- Largeur.com - https://largeur.com -

Aller de l’avant en trépignant sur place

Dans «Absolument modernes!» l’écrivain Jérôme Meizoz retrace l’ambiance euphorique des années 1970 et 1980, en contraste avec le catastrophisme politique et social d’aujourd’hui. Avec cette question en toile de fond: «Quelque chose s’est brisé, mais quand?»

À l’heure où un nouveau parlement va entrer en fonction, il n’est peut-être pas inintéressant de savoir comment on en est arrivé là. À ce ciel et cette ambiance politique plombée en permanence par des nuages menaçants qui ont pour noms «réchauffement climatique», «crise migratoire» ou «mondialisation sauvage».

À cet égard la lecture du dernier livre de Jérôme Meizoz, «Absolument modernes!» aux Éditions Zoé, peut s’avérer précieuse. L’écrivain y retrace à sa manière polyphonique habituelle – chroniques, poèmes, archives, fictions, saga familiale, autobiographie – les années 1970 et 1980. «Années de promesses, quand on chantait partout l’avancée triomphale et la croissance infinie», avec la conviction chevillée, comme le père de l’auteur, que «l’avenir radieux ne serait qu’une question de technique».

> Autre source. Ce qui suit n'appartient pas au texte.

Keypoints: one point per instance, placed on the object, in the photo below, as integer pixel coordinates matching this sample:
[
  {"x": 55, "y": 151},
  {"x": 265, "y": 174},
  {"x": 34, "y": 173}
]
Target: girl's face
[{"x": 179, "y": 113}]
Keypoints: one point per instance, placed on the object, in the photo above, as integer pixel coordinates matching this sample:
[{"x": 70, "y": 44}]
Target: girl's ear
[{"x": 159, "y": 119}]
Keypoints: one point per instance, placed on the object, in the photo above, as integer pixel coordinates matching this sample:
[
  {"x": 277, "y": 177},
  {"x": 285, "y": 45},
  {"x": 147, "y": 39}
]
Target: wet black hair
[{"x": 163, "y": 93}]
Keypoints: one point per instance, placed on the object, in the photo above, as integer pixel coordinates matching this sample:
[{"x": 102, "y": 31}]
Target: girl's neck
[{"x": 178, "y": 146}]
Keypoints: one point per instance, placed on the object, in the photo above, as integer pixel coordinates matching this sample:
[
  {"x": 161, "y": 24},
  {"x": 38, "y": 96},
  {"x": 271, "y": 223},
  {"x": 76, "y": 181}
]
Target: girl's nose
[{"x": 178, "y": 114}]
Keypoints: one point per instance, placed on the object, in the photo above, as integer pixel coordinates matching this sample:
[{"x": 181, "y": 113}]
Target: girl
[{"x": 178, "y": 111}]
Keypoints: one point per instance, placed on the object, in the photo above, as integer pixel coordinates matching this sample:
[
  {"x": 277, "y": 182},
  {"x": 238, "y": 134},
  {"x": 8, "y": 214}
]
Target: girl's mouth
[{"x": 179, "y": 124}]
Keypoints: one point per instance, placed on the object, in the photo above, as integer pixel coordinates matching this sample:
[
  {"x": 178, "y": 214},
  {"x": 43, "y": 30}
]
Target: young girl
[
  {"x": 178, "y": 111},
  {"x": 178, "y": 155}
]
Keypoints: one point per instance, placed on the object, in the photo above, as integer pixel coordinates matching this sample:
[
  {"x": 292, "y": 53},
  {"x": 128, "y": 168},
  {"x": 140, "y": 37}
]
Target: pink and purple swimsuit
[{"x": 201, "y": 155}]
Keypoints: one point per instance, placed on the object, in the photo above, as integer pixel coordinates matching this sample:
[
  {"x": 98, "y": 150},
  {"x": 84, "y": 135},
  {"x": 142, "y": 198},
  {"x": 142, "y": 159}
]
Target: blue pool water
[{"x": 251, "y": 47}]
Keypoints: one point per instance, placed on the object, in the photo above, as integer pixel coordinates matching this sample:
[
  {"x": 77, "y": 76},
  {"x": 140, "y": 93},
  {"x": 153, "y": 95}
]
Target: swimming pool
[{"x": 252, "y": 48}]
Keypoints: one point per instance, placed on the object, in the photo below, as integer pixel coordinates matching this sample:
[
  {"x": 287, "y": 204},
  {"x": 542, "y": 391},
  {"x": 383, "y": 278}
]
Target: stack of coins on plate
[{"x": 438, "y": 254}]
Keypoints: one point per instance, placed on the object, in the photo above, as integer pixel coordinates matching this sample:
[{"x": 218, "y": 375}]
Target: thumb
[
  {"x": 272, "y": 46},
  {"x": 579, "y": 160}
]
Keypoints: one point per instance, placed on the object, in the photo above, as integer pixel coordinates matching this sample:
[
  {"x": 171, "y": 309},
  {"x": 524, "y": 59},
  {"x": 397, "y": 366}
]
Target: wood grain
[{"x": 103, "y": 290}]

Sauf qu’aujourd’hui, «apparemment il faut en rabattre». Très vite arrive cette forte question: «Quelque chose s’est brisé, mais quand?» Autrement dit, qu’est-ce qui a bien pu faire que nous voilà aujourd’hui à cet automne 2019 avec des «têtes farcies de la crise, du futur incertain, de films-catastrophes».

Un bon siècle durant, schématiquement depuis l’exposition universelle de Paris en 1889, l’espoir dans le progrès et un futur meilleur occupait l’essentiel du terrain. C’est entre rire et larmes que Jérôme Meizoz cite cette envolée de Victor Hugo célébrant «la circulation décuplée ayant pour résultat la production et la consommation centuplée»; ainsi que «sous la hache féconde du progrès l’admirable renaissance des têtes de l’hydre sainte du travail». Allez donc aujourd’hui parler de «circulation décuplée» à une Greta Thunberg, ou de «l’hydre sainte du travail» aux cohortes de chômeurs.

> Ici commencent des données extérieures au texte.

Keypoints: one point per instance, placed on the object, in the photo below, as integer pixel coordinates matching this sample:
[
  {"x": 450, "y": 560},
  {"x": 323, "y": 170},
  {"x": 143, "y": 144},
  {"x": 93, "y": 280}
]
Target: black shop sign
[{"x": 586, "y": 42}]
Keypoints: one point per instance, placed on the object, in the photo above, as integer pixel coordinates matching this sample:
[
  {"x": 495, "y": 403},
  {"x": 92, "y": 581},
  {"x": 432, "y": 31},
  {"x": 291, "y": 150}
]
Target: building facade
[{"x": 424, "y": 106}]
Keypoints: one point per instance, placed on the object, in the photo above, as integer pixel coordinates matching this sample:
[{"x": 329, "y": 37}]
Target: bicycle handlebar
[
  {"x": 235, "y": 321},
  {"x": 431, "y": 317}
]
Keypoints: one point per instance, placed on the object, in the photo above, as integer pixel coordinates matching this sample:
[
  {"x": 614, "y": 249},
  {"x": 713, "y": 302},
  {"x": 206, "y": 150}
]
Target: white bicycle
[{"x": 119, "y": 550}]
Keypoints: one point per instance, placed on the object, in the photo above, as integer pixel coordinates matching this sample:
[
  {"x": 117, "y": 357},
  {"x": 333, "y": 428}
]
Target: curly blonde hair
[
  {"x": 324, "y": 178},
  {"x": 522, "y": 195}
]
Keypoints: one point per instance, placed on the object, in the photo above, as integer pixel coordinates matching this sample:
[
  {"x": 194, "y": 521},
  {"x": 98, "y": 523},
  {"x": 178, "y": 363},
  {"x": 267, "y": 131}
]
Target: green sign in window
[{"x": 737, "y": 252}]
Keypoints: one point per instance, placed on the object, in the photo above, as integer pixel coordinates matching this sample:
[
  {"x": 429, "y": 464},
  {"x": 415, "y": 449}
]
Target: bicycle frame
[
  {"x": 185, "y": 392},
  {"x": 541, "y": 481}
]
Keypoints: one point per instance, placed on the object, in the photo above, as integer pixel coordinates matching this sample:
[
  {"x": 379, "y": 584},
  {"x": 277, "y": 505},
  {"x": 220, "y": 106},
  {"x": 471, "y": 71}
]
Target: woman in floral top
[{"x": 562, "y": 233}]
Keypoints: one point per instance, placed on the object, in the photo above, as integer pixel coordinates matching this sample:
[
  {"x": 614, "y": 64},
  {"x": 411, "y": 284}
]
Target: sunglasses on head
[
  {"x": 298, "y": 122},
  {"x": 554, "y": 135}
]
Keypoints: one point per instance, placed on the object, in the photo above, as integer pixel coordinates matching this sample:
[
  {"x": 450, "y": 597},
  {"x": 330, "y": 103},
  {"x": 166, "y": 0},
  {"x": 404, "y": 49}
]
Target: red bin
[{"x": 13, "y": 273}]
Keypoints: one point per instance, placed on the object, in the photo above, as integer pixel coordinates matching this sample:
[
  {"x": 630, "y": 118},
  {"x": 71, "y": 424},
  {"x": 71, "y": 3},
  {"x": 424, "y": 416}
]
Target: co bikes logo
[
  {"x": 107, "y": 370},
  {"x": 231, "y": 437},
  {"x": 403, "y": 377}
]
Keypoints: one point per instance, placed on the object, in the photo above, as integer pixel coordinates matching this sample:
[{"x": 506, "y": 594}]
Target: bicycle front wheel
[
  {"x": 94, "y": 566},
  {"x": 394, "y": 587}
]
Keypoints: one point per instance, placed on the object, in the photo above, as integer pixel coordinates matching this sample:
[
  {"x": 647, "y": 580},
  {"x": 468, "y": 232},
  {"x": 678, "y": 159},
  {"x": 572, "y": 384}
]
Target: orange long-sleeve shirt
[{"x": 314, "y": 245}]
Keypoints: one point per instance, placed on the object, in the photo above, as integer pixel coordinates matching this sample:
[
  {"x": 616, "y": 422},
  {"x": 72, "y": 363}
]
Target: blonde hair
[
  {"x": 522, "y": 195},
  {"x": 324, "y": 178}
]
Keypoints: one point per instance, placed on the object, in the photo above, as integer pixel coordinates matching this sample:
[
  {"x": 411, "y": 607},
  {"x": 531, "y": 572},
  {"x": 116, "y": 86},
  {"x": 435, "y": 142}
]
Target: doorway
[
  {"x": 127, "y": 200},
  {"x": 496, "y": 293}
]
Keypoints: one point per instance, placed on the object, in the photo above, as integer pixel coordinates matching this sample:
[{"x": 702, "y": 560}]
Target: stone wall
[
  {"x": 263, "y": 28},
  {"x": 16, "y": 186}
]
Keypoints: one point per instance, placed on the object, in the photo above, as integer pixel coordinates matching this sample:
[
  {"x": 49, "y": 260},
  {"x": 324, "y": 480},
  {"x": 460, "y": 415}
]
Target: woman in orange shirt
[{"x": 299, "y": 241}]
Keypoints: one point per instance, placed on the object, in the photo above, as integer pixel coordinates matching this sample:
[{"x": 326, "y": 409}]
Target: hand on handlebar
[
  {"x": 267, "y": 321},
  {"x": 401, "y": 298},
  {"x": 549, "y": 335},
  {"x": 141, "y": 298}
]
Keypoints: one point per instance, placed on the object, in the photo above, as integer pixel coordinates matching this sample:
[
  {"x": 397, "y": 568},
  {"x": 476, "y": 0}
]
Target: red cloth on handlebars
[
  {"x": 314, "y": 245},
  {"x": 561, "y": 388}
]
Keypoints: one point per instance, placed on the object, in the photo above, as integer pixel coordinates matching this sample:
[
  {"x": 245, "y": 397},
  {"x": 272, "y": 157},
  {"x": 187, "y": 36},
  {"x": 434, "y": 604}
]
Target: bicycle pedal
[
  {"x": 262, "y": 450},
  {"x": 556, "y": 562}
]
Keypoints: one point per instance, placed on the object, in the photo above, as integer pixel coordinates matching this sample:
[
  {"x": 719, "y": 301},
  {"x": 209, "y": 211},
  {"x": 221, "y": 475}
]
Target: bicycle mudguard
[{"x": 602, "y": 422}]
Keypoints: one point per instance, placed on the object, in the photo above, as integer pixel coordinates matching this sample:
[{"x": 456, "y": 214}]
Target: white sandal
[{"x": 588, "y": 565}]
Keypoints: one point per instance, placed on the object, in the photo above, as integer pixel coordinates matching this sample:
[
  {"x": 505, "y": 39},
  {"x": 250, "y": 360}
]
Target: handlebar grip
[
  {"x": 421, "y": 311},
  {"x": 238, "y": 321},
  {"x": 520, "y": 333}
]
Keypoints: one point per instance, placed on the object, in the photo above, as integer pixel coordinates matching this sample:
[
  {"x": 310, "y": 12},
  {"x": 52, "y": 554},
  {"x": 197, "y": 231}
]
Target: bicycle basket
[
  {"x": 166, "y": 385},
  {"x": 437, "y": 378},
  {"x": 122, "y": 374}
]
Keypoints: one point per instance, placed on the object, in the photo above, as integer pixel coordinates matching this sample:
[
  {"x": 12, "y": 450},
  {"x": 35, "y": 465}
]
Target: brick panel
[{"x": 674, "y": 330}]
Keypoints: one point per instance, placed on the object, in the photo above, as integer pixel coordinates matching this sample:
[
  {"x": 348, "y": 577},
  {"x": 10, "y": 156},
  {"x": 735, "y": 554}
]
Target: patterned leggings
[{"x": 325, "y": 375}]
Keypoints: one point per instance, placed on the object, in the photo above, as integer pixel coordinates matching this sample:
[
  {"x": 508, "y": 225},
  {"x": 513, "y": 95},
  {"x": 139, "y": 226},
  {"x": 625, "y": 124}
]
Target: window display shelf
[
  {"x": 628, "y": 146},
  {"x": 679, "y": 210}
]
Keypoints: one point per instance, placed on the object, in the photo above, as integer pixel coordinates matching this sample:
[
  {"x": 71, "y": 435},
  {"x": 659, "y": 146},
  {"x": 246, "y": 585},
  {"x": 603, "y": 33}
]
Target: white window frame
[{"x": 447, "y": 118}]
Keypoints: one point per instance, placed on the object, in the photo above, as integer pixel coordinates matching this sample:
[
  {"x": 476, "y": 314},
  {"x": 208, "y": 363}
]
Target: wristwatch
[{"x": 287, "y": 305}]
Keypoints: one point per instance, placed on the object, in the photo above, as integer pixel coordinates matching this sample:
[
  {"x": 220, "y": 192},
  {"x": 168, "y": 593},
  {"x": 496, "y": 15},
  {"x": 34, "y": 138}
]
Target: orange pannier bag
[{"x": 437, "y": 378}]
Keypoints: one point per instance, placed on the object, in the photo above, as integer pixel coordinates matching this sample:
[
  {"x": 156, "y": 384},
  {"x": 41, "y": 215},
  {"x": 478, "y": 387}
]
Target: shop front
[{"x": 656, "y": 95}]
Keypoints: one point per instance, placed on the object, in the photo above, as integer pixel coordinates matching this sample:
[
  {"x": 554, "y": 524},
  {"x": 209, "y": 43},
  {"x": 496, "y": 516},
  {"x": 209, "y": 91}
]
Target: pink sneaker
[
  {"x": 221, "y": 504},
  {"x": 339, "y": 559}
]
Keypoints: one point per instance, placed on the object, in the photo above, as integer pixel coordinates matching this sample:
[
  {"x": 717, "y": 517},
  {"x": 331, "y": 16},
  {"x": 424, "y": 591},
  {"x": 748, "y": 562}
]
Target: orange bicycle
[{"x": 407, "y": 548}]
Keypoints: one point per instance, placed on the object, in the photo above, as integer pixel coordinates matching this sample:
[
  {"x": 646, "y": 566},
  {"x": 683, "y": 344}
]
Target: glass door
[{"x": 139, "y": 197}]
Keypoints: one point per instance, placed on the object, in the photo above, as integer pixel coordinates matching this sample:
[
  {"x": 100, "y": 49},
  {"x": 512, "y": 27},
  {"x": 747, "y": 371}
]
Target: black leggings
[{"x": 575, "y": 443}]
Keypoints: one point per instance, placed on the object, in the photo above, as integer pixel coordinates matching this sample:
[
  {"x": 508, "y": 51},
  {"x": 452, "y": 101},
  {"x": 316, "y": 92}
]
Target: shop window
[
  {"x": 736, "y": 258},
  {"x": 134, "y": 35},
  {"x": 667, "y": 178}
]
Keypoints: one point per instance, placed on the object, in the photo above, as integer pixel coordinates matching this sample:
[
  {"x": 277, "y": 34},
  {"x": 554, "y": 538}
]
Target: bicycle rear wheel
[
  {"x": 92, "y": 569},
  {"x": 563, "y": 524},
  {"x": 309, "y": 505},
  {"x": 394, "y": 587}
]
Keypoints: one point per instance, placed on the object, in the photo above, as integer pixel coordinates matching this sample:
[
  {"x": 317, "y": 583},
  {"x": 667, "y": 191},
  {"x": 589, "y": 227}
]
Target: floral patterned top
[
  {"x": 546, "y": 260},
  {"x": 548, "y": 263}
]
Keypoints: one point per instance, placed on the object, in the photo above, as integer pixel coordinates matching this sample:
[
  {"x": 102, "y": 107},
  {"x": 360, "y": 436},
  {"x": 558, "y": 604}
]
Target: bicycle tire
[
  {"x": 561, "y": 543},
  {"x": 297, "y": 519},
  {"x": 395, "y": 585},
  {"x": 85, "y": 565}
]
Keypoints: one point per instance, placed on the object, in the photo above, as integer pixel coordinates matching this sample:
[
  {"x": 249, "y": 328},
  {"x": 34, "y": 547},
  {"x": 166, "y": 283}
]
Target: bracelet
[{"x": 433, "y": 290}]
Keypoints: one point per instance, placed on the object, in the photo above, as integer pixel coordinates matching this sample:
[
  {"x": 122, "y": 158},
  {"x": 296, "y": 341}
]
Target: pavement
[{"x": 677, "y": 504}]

Bref, ô surprise, la joie n’était pas au rendez-vous de l’eldorado promis. On aura beau constater qu’il se vend désormais «un milliard et demi de smartphones chaque année dans le monde», on doit bien aussi soupçonner avec l’historien François Jarrige que «les objets techniques semblent de plus en plus avoir pour fonction de compenser illusoirement l’appauvrissement de la vie».

Pire, assène Meizoz, «l’imaginaire moderne avance en détruisant». La faute peut-être à cette croissance qui d’espoir fabuleux s’est muée en machine infernale s’auto alimentant, plébiscitée, «psalmodiée», aussi bien par les «pauvres» que «les hommes d’argent»: «comme si l’humanité n’avait pas assigné un but à sa hâte, comme si la hâte devenait un but en soi».

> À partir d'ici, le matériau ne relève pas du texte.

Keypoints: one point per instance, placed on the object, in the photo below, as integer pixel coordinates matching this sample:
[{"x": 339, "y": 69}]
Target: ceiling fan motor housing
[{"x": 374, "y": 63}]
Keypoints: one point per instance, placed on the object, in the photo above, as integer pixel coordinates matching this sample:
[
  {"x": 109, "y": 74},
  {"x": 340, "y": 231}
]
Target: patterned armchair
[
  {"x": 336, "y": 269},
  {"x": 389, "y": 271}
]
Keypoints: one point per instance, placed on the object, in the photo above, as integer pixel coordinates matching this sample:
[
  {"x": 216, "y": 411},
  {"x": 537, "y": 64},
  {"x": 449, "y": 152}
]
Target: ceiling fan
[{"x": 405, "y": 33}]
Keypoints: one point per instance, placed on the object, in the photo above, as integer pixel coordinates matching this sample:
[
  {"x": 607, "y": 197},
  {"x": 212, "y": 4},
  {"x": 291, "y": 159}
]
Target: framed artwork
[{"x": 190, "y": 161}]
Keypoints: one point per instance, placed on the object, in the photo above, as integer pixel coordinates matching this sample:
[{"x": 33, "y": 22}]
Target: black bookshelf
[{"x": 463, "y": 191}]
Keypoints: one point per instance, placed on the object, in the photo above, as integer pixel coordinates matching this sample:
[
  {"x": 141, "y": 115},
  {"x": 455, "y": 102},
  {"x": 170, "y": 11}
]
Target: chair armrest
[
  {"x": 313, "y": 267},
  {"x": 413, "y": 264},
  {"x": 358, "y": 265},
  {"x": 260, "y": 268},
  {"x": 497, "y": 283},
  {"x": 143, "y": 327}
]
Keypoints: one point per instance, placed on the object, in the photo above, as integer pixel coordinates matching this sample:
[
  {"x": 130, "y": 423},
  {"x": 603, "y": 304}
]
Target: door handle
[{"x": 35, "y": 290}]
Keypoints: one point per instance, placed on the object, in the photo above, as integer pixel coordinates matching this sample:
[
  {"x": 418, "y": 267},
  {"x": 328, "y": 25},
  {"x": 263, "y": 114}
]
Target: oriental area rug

Résultat de cette marche endiablée: «Nous allons de l’avant en trépignant sur place». Avec d’autant plus d’entrain et d’ardeur que le refrain du progrès «repousse par principe ou par déni toute modération ou modestie».

Pourtant même en Suisse, «pays de la banque et de la machine à traire», très tôt des Cassandre se sont levés au milieu de l’euphorie. En 1970, le conseiller fédéral Nello Celio venait jeter un froid devant les parlementaires: «Nous ne croyons plus, et seulement, qu’à la croissance… Or le monde n’est pas illimité, et la Suisse encore moins.» Déjà Celio constate, sous le régime de cette nouvelle course à l’échalote perpétuelle, cette chose stupéfiante: «Les gens sont moins heureux.»

Les hommes de cette époque vénéraient certes l’automobile, mais déjà dans un décor à la Mad Max. En 1977, les citoyens repoussaient plus que nettement, à 75%, une initiative qui entendait ramener à 40 heures le travail hebdomadaire. Mais déjà d’étranges courbes se croisaient: «Le nombre de suicides vient de dépasser celui des accidents de la route.»

Les mouvements anti-nucléaires sortaient de terre en même temps que les centrales, les entrepreneurs-bâtisseurs faisaient feu de tout bois et béton de toute chose, mais on commençait désormais à s’inquiéter des lacs empoisonnés.

L’euphorie ainsi fondait en même temps que les glaciers, jusqu’à la déprime d’aujourd’hui. Les nouveaux parlementaires s’accommoderont peut-être de ce climat désormais anxiogène avec cette saillie du docteur Johnson, citée par Jérôme Meizoz: «La perspective d’être pendu le lendemain garantit une admirable concentration d’esprit.»